All text in WPF is rendered with ClearType – developers have no way of opting out of this (actually, there is a way, but it’s pretty awkward and not really well known). The quality of text at small sizes is impressive, here’s Gotham Rounded at 9pt in WPF:
It’s slightly fuzzy and a bit gray, but overall a bit better than the flash version.
Overall, the results are pretty good. The only engine with poor results is the native Flex engine, but with support for Flash, there’s a clear, easy to use alternative at your disposal.
Although the browsers work quite well with standard web fonts (and any other specifically tuned for small sizes), they are not an acceptable choice for traditional print fonts – especially Serif faces (Internet Explorer 7 being the exception). Considering the lack of cross-browser font-embedding, this probably isn’t a problem for most.
Silverlight is still a baby in this space, and it shows (there’s currently no way to set line height, for example). The anti-aliasing looks pretty good at larger sizes, but is noticeably fuzzy at smaller sizes. Although it’s better than what most browsers provide, it still has a way to go before catching up to Flash and WPF.
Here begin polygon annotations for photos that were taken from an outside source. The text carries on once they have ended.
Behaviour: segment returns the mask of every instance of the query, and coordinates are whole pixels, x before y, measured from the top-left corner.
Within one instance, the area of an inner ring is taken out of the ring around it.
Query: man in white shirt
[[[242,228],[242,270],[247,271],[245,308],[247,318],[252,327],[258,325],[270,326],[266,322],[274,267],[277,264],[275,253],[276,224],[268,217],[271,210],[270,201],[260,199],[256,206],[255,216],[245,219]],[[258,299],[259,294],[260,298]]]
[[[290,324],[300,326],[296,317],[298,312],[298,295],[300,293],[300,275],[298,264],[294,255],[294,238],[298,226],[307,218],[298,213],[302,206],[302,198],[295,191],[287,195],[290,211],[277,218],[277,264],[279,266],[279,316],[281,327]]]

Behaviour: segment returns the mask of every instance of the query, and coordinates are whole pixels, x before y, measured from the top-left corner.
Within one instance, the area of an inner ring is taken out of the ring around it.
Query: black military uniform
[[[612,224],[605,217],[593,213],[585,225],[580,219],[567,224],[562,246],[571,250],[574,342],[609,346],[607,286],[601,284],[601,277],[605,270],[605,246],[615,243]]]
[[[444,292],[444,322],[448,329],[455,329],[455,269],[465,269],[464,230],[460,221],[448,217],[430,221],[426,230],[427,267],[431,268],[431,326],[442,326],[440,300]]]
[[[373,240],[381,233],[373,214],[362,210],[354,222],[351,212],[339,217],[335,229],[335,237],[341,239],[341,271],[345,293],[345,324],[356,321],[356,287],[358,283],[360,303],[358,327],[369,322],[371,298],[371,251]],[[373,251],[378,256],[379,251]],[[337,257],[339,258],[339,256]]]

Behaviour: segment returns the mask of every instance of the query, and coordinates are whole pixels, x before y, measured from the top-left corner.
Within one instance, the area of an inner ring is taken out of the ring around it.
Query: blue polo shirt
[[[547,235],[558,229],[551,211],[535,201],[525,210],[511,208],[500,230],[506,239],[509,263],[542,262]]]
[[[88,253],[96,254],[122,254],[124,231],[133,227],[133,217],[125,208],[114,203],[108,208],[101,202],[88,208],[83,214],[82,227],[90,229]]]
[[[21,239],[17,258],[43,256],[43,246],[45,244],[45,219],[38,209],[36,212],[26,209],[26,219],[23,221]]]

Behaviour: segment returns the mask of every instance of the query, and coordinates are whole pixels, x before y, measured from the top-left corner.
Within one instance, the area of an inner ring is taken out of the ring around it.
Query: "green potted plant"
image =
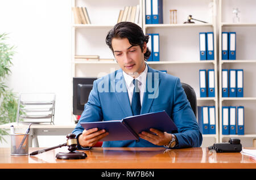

The final two contenders are Flash and WPF – and it’s a close call when it comes to rendering. Here are three side-by-side samples for WPF and Flash. The first is Verdana at 9 point (all samples show Flash with readability anti-aliasing):
Although the Flash version has a nicer color, the WPF wins by a hair here, for being a bit smoother and less blurry (look at the “B” in “Branding” in the Flash version, third line from the bottom). Let’s move on to Gotham Rounded at 9pt:
Once again, Flash has stronger lines that WPF, but it’s uneven and has a bit of color fringing. Finally, let’s look at Cheltenham at 12 point:
This time, WPF is a bit darker than Flash. This one is really a toss-up and depends on personal preference. Flash is a bit sharper, but the WPF version is smoother and more consistent.
Overall, I think WPF has the edge when it comes to font rendering, although it’s quite close and could easily come down to user preference.
This analysis is a bit rough, there’s a bunch on my to-do list here, including:
- Testing FlashType in Flex and Apollo
- Testing non-CFF fonts in Silverlight
- IE 7, Mac OS, and Ubuntu screenshots
- More fonts
Also, the font rendering is just one aspect of a user’s reading experience. Obviously layout, performance, installation, and many other factors come in to play here.